Another major issue is the public’s continued embrace of the cop as the “guardian and protector” of the community, automatically granting those with a shield a special status as an “authority figure” whose every demand must be obeyed on pain of death.  If someone doesn’t wrestle their son to the door for cops to arrest, they’re obstructing justice.  If you don’t take two steps to the left with your hands raised, you’re not complying with the law and deserve a good pepper spraying.  The continued shoulder-shrugging of those who say “Just comply and you won’t get hurt” is infuriating to those of us with our eyes open.
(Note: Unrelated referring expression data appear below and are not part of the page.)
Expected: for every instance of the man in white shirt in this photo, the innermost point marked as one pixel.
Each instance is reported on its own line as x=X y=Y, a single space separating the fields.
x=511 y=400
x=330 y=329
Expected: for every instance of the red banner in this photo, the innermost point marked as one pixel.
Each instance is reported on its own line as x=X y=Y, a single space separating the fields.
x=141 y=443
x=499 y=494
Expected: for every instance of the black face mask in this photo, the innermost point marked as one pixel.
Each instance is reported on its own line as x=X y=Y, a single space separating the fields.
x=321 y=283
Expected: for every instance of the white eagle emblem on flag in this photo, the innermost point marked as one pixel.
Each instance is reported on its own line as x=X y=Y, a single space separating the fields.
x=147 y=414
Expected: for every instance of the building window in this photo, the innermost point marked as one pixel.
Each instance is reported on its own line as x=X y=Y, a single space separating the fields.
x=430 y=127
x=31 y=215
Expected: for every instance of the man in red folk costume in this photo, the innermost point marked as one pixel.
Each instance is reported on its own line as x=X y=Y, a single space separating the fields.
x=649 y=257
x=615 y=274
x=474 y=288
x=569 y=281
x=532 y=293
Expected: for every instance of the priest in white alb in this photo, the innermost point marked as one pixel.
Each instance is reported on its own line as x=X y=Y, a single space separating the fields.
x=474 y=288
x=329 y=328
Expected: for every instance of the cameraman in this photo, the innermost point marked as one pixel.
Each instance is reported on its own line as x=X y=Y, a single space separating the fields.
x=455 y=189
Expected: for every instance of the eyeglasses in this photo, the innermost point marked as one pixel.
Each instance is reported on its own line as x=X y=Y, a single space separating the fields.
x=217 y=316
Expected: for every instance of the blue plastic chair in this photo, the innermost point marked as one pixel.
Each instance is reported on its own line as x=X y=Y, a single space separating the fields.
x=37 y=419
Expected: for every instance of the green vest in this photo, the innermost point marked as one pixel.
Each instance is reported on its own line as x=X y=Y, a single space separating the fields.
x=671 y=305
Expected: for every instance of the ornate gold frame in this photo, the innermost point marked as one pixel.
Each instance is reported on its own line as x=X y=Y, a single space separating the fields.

Yet we do have a voice, and there is a debate currently going on in our modern society over the role of police and their continued use of force in situations that otherwise might warrant a different approach.  The temptation is to pile on the negative side, and continually roll our eyes at every cop who claim they were in fear for their lives when they shoot a young black man in a heartbeat.  It’s something that leads the public down the path of “police are no longer deserving of our respect.”  That’s a scary place to be, especially when the cops are the ones out there every day ostensibly ensuring our streets are safe.

So where does this fit in with David’s post?  It’s easy to escape to our own realms that allow us unfettered access to confirmation bias.  With every “anti-cop” article or post you read on the Internet, it’s more likely to enforce your belief in that worldview.,  With every “Blue Lives Matter” statement you endorse the more pro-police you’re going to become.  Either way, it’s terrible, as David points out, to endorse a solution that’s “clear, simple, and wrong.”

So where does this fit in with me and my own ideas on how the police/misconduct angles work?  I think it’s best to say my views are more nuanced than originally seen.  I’ve spoken with family in law enforcement, and they can’t believe guys like Tyrel “The Tennessee Imbecile” Lorenz still have a job.  I know cops who’ve exercised incredible amounts of discretion on the job; some even going as far as driving publicly intoxicated folks home and getting them in the house. That doesn’t mean I can’t boost the signal of those who take the public’s trust and abuse it.

And I’ll continue to fight the good fight, and I’ll keep telling the cops that are out their doing their jobs the right way that I respect them for actually being the good ones.  That’s the only intellectually responsible thing to do.